It’s a tradition to name Angband variants with some variation upon its name. The Z in Zangband stands for Roger Zelazny, the author of the Chronicles of Amber series, and contains monsters and items from that series. Cribbing from fantasy literature has long been a way that roguelike authors have paid homage to their favorite stories.

An interesting aspect of Zangband is its version of the Angband character auto-roller. Instead of going until it hits minimum stats that you specify, asks you to “weight” various stats on a scale of 1-100, and then rolls 500 characters and picks the best one rolled as judged by those weights. This means you can’t just set your character to roll dice indefinitely until you get the perfect character–or at least, you can’t do that automatically. Nothing stops you from killing the process if you don’t get a character with stats you like and trying again, as many times as you like. Statistical cheese has, after all, long been part of the flavor of rolling up character stats, dating back to all those D&D house rules groups used to make characters more powerful/interesting than typically produced by the old roll-3D6-six-times-then-assign system.

Standard dungeon levels look like classic Angband for the most part.

In addition to adding a lot of new character classes and monsters based on the Amber books, and other sources as well because why not, Zangband opens up the world outside the starter town. You can step past the walls of Angband’s town and see the outside world! That world works rather like a horizontal dungeon: instead of diving down into the earth, you can explore outward in all directions through the wilderness, which is filled with varied terrain kind of in the style of Minecraft. A new character can die very quickly that way, however; unexpectedly, the first levels of the main dungeon are rather easier to survive than just outside the town’s gates. If you have a means of defeating strong monsters, though, it’s possible to gain levels very rapidly without traveling too far from the starting town.

Some of the overworld terrain elements can also appear in dungeons. These green marsh plants do damage if you wade through them.

Out in the wilderness there are other towns to find, some of them with their own entrances into the dungeon (which work just as if you had entered it from the main town). As you progress out further from what we might call Point Zero, the monsters found in the wilderness get more dangerous. Some towns have special kinds of shops that are not to be found in the starting shop. The game’s bosses, which have been changed to the Amber-flavored Oberon on Level 99 and the Serpent of Chaos on level 100, are only found down in the dungeon.

In addition to various kinds of room template designs, sometimes you find a whole themed level, like this huge swamp area.

While it did pick up some of Angband’s later advancements, it still halted development nearly two decades ago. Angband has changed a fair bit in the time since Zangband became frozen, so to speak, in Amber. Playing it requires getting used to the many little things that Angband has abandoned in more recent years, like having to actively search for secret doors and traps.
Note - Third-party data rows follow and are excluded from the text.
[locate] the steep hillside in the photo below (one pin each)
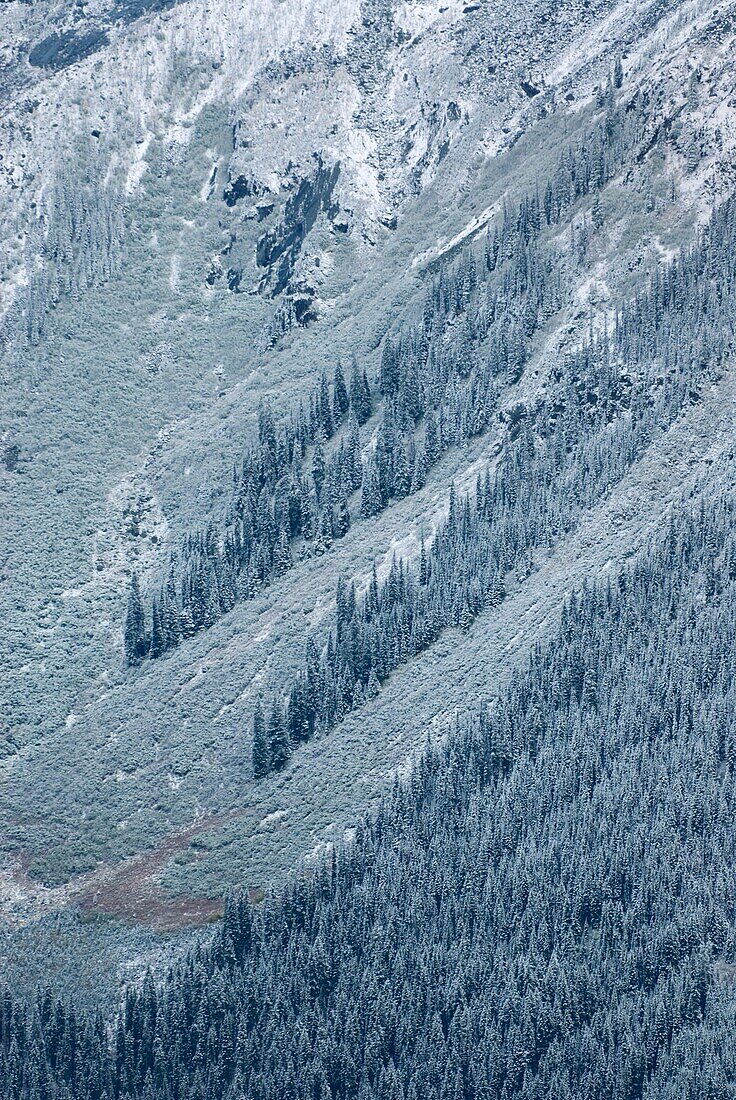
(496, 216)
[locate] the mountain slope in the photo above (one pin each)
(227, 199)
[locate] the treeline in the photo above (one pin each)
(274, 502)
(610, 400)
(74, 243)
(439, 381)
(544, 909)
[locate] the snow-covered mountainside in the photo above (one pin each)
(205, 207)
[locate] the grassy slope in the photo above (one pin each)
(147, 754)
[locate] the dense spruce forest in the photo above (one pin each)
(544, 909)
(610, 402)
(370, 727)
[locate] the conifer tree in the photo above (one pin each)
(261, 751)
(278, 740)
(134, 634)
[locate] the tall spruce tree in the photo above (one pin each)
(134, 634)
(261, 750)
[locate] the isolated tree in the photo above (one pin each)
(277, 734)
(261, 748)
(134, 634)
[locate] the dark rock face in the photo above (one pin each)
(58, 51)
(239, 188)
(278, 248)
(130, 10)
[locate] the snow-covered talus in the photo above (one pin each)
(142, 395)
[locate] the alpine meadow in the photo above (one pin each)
(368, 550)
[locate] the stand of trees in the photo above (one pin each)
(439, 380)
(610, 402)
(544, 909)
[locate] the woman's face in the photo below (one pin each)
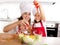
(26, 16)
(37, 17)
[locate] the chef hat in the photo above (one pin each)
(25, 7)
(34, 11)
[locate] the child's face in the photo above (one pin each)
(22, 27)
(37, 17)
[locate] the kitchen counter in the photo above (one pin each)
(8, 39)
(15, 41)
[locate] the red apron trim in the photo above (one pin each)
(40, 30)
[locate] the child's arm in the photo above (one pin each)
(41, 13)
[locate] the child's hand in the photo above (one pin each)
(36, 3)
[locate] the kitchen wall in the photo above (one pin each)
(12, 10)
If you’re playing a magic-using class, it’s possible for your starting spellbooks to get incinerated by a fire attack, then for you to head back to town and find that it’s not for sale. Once you’re alert to the danger of this, you’ll know to buy extras when you can and keep them in your house. It’s the kind of affliction that affects most players exactly once, which is a common enough experience in the world of classic roguelikes.

We’re back to classic Angband rules here, so selling things you find in the dungeon is an important source of money.

Zangband is notable for itself inspiring a bunch of variants, in fact a lot of Angband variants get those genes through Zangband as an intermediate parent. Its inclusionist philosophy of adding a whole bunch of monsters and things, and its inclusion of a persistent overworld (which it originally borrowed from Kangband) might explain the attraction.

While Zangband hasn’t been updated in nearly twenty years, its website persisted doggedly until just earlier this year, at zangband.org. Sadly, it has finally succumbed to linkrot, and now can only be found through the graces of the Internet Archive. Its Sourceforge repository still exists however, meaning you can still obtain the game through a living site, at: https://sourceforge.net/projects/zangband

Romhack Thursday: Castlevania II Retranslated & Improved

On Romhack Thursdays, we bring you interesting finds from the world of game modifications.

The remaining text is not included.